Junto al comedor había una enorme ventana transparente de suelo a techo; afuera, la nieve caía lentamente y la niebla era espesa y pesada.
Julián llevaba un suéter suave y pálido, y bajo su exterior indiferente, había un raro indicio de calidez limpia y gentil.
Por un breve momento, Scarlett incluso se preguntó si este era el verdadero Julián Ford.
Su teléfono de repente vibró dos veces.
Miró hacia abajo y abrió un mensaje de Aaron Carson:
«No paras de mirar al Presidente Ford».
Scarlett: …
La mirada que había posado sobre el hombre se retiró abruptamente, sus dedos se tensaron alrededor del teléfono, volviéndose pálidos.

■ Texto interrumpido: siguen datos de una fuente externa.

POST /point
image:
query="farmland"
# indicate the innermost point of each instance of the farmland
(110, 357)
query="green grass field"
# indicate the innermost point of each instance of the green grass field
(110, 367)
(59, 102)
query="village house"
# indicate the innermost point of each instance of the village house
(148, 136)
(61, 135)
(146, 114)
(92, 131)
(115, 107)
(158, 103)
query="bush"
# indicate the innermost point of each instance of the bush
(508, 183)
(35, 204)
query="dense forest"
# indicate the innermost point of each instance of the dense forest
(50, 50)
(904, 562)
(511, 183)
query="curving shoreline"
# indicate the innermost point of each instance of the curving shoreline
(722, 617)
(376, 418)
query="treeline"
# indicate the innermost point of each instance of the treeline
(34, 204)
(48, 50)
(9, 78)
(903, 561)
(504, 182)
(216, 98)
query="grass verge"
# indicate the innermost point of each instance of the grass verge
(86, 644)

El aleteo en su pecho, bajo intensa restricción, fue poco a poco suprimido, quedando latente.
Scarlett no respondió al mensaje de Aaron.
Pero solo unos minutos después, él envió otro:
«¿No dijiste que no sufrirías por amor?»
Incluso añadió un emoji presumido hurgándose la nariz.
Scarlett se quedó sin palabras.
Levantó la mirada para ver a Aaron—su falsa expresión seria estaba llena de una obvia burla satisfecha.
Scarlett bajó la cabeza, escribió en la pantalla y respondió: «Al menos hemos pasado por momentos difíciles juntos—¿realmente nuestros sentimientos son tan superficiales?»
Aaron: «Es mejor que nos mantengamos sin emociones; de lo contrario, ambos terminaríamos en la lista negra del Presidente Ford».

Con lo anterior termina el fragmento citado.